You will see the man with dreadlocks and a face that looks like Jesus crouching in his dirty blankets on the concrete step, drinking coffee between spasms of maniacal laughter. You will see the big Lebanese man whose brain is addled and who, though he can no longer walk straight or talk in sentences, has never lost his native swagger. And you will see his wife or lover who keeps chasing him away but sometimes touches him fondly when he returns because she cares for him and has always felt safe and good with a man who swaggers like that. Nowhere else in the world will you ever see men with more swagger, or women more ruthlessly loyal to their swaggering men.

You will see lawyers and accountants and local councillors in pin-striped shirts and grey suits, and you will see the accountant in the cheap suit with bits of grass and leaves stuck in his hair, looking as if he could use another drink, and you will see men in borrowed suits on their way to court, one of them a huge brick wall of a man in a black suit with his luxuriant long hair curled neatly and tied neatly back and dyed hot pink, because it's always good to look your best in court.
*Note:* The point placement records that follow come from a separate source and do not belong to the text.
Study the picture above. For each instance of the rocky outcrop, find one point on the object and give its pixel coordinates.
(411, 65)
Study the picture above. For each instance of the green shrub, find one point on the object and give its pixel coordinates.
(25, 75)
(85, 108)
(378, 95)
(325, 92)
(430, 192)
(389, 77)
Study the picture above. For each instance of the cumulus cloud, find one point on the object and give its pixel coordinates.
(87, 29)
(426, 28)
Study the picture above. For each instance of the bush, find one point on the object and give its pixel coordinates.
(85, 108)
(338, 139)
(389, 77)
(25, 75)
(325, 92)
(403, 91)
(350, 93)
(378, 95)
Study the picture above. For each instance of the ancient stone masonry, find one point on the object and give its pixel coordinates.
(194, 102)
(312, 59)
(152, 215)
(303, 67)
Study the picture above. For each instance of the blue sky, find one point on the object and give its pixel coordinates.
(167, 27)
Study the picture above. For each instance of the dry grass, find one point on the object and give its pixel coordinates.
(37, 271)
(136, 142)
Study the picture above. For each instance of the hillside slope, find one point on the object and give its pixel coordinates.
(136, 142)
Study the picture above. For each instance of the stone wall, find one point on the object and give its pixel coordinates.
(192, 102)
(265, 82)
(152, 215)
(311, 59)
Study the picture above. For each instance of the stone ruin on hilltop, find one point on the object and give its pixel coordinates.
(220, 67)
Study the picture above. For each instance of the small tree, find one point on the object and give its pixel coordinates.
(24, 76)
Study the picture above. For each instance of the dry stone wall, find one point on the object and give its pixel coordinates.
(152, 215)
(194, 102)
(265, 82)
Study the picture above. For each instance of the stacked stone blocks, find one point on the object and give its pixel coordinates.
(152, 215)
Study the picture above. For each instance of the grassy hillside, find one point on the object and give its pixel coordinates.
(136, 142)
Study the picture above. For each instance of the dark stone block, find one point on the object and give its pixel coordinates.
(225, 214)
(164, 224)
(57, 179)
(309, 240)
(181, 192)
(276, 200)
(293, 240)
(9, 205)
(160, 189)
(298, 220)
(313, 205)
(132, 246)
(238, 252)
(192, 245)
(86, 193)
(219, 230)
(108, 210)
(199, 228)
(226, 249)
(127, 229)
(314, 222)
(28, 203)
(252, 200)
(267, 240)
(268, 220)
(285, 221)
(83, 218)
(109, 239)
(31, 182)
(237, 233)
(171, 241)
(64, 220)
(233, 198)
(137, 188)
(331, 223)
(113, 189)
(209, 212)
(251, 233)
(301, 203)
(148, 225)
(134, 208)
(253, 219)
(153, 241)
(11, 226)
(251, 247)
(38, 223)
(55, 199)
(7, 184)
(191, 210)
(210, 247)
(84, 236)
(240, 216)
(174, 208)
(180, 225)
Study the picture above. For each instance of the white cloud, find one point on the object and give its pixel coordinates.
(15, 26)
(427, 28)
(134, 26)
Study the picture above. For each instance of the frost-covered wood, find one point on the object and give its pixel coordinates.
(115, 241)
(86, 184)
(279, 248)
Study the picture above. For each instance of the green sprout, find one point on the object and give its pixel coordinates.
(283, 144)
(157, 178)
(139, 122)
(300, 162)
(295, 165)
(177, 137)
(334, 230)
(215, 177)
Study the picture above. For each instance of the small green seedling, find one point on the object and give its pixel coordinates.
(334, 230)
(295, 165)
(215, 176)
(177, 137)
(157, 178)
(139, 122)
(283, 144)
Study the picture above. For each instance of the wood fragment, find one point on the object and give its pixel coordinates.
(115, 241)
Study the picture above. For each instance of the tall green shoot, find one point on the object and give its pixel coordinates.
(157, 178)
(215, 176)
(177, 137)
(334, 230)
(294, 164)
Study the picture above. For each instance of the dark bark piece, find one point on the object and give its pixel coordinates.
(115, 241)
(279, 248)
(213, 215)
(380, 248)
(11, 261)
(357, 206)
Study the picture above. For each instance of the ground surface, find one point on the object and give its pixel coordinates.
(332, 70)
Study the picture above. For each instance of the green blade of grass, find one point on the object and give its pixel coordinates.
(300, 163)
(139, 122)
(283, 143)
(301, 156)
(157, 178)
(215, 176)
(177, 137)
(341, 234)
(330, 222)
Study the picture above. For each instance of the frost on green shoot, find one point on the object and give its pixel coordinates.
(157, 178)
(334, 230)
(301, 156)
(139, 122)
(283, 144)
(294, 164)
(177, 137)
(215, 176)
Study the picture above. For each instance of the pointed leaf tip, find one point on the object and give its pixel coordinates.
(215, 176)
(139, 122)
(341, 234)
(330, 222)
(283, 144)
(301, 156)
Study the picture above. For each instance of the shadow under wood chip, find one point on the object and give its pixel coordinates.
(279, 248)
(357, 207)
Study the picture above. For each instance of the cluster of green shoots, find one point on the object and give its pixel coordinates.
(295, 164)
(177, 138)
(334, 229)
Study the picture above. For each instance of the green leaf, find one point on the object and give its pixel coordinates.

You will see a woman in old pyjamas, very poor, reclining under the tree and digging deep into her pocket for loose change when another woman, older, even poorer, comes up to her and receives from her a whole handful of gold and silver coins, all that she had, as unthinkingly generous as the woman with the two coins in the Gospel. 

Everything that Dostoevsky knew, this pavement knows too and would tell you if it could speak. Everything Shakespeare wrote about, the gigantic comedy and tragedy of the human race, the ruined kings, the murderous villains, the lovers driven mad with love or jealousy, the fools and tricksters and the lovely fairies too, it is all here, all passing by in front of you if you will only stop and watch for twenty minutes. In a theatre a few blocks from here I once saw a production of Hamlet and it all seemed right, it seemed believable to see such portentous events unfolding here in Parramatta. Swaggering Hamlet and swaggering Claudius and heartless Gertrude and mad Ophelia and dead Ophelia and the toothless whimsical gravedigger, it all had a certain obviousness about it, as if they all were natives of this place, as if the day-to-day affairs of the Church Street Mall had climbed on to the stage.